Pay-to-Play Scheme Costs Goldman Sachs $16M

     (CN) – Goldman Sachs agreed to pay $16.5 million after a former employee traded his help on a gubernatorial campaign for the politician’s banking business.
     The investment bank drew fire from Massachusetts after Neil Morrison illegally assisted the gubernatorial campaign of former Massachusetts State Treasurer Timothy Cahill between November 2008 and October 2010.
     Before joining Goldman Sachs, Morrison served as Deputy Treasurer in Cahill’s department.
     After he began working for the investment bank, Morrison actively sought municipal underwriting business on behalf of Goldman Sachs in instances where Cahill or one of the treasurer’s employees controlled the choice of underwriter – while secretly fundraising for Cahill’s campaign, often during work hours.

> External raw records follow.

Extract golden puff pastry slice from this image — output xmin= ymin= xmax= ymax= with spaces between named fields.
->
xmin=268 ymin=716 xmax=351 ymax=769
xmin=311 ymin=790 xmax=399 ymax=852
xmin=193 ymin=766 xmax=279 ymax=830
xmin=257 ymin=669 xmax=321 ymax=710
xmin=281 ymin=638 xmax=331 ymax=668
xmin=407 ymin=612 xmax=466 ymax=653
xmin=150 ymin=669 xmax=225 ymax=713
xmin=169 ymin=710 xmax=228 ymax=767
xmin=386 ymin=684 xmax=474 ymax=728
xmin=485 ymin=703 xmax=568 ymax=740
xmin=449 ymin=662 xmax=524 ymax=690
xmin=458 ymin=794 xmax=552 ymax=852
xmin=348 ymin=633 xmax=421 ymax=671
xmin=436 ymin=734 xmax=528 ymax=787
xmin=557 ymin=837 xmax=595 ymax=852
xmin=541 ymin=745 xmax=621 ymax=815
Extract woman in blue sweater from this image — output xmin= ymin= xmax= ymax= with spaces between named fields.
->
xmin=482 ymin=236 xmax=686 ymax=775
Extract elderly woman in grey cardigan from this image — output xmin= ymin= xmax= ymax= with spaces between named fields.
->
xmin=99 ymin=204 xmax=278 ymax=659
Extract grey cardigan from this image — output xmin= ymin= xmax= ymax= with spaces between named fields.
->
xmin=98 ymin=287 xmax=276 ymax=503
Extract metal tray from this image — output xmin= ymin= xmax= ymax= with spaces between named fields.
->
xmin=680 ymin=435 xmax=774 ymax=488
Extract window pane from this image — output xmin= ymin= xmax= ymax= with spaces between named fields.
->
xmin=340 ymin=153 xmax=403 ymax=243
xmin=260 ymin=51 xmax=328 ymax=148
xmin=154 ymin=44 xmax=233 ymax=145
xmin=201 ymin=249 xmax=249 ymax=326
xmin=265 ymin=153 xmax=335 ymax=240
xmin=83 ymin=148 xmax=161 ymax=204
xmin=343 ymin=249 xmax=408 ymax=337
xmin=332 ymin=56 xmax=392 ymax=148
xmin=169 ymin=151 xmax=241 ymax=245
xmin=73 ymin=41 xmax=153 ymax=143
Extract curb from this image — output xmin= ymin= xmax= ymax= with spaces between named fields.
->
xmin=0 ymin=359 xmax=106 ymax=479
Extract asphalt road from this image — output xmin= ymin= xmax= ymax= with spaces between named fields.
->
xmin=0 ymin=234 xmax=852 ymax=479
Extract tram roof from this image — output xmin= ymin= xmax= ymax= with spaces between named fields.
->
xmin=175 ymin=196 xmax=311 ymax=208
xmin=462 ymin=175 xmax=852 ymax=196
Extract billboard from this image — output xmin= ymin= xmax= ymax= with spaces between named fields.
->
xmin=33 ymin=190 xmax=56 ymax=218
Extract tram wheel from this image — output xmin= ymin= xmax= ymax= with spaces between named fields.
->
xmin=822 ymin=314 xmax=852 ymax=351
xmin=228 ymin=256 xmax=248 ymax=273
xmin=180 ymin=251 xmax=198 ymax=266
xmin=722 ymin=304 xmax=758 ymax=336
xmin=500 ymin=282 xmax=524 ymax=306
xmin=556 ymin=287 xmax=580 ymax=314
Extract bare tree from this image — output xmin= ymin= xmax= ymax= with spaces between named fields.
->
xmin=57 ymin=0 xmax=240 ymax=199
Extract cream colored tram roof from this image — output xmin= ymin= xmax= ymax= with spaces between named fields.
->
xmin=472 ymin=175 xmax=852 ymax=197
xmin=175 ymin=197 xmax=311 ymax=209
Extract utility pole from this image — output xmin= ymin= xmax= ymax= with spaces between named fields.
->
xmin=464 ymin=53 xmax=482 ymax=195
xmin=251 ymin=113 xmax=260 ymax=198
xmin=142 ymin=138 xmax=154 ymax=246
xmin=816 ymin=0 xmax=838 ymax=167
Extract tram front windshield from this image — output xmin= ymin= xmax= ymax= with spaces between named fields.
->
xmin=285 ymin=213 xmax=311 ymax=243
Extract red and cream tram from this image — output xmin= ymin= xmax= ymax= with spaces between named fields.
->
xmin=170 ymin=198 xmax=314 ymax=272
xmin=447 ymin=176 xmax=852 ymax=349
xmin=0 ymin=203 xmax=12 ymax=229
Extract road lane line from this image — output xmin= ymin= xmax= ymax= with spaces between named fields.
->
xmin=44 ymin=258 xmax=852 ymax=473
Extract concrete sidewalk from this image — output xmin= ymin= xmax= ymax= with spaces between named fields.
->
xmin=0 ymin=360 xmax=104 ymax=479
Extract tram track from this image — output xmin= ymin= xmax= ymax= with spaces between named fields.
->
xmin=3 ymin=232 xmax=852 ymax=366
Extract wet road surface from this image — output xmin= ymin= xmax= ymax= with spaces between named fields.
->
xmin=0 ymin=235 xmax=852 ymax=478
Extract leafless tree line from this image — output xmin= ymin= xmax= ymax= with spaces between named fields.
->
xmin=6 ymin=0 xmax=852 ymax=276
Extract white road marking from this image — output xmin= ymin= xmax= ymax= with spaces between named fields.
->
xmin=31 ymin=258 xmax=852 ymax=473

     Goldman Sachs made millions on underwriting 11 municipal transactions during Morrison’s tenure, including landing a $445.9 million bond deal, according to the Boston Globe.
     Morrison apparently knew his behavior was illegal, Massachusetts says, pointing to an email in which Morrison told a senior campaign official: “I am staying in banking and don’t want a story that says that I am helping Cahill, who is giving me banking business. If that came out, I’m sure I wouldn’t get any more banking business.”

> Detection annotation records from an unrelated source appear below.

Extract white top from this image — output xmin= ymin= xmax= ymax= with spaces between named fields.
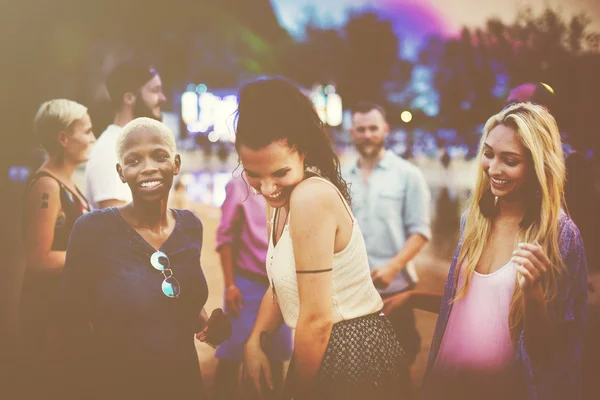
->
xmin=267 ymin=177 xmax=383 ymax=328
xmin=85 ymin=125 xmax=132 ymax=209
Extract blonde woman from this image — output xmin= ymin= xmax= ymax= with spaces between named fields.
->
xmin=386 ymin=103 xmax=587 ymax=400
xmin=20 ymin=99 xmax=96 ymax=398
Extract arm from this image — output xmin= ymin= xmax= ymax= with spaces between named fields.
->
xmin=243 ymin=287 xmax=283 ymax=396
xmin=217 ymin=180 xmax=243 ymax=318
xmin=290 ymin=181 xmax=336 ymax=390
xmin=25 ymin=177 xmax=66 ymax=273
xmin=511 ymin=243 xmax=564 ymax=362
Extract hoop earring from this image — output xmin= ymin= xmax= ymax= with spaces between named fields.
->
xmin=519 ymin=185 xmax=542 ymax=228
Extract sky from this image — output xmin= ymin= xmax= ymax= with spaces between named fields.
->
xmin=271 ymin=0 xmax=600 ymax=58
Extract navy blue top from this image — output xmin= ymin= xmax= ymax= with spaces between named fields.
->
xmin=61 ymin=208 xmax=208 ymax=400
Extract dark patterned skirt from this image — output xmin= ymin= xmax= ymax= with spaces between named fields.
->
xmin=283 ymin=314 xmax=407 ymax=400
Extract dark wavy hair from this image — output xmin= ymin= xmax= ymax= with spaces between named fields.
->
xmin=235 ymin=77 xmax=351 ymax=204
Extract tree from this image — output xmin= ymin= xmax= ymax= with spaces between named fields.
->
xmin=420 ymin=8 xmax=600 ymax=152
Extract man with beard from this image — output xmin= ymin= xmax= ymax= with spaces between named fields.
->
xmin=85 ymin=61 xmax=166 ymax=209
xmin=345 ymin=103 xmax=431 ymax=398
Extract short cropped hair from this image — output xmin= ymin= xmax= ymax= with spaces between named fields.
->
xmin=352 ymin=101 xmax=387 ymax=119
xmin=116 ymin=117 xmax=177 ymax=163
xmin=33 ymin=99 xmax=87 ymax=155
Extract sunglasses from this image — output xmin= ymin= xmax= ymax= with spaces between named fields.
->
xmin=150 ymin=251 xmax=181 ymax=299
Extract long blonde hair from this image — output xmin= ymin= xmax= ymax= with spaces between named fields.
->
xmin=454 ymin=103 xmax=565 ymax=338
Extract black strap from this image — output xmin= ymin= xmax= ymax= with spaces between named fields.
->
xmin=296 ymin=268 xmax=333 ymax=274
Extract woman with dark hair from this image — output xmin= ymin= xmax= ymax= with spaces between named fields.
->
xmin=236 ymin=78 xmax=403 ymax=399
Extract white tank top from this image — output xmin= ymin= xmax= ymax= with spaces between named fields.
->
xmin=267 ymin=177 xmax=383 ymax=328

     Although it is illegal for Massachusetts state employees to solicit political donations, Morrision also encouraged Massachusetts State Lottery employees to raise funds for Cahill, telling them it would be good for their careers.
     A grand jury indicted Cahill in April 2012 on charges that he used $1.65 million in Massachusetts State Lottery advertising funds in his 2010 campaign for governor.
     When Morrison’s unauthorized political activities were revealed in 2010, Goldman Sachs suspended its underwriting for Massachusetts.
     Last week, it filed an Assurance of Discontinuance with Massachusetts, requiring Goldman to pay the state more than $4.5 million. In exchange the state agreed not to bring a civil lawsuit against Goldman Sachs relating to Morrison’s illegal activities.
     The bank also agreed to pay $12 million to settle federal claims with the Securities and Exchange Commission.
     This fine is the largest ever imposed by the SEC for a pay-to-play scheme, and the first involving non-cash political contributions, the Boston Globe reported.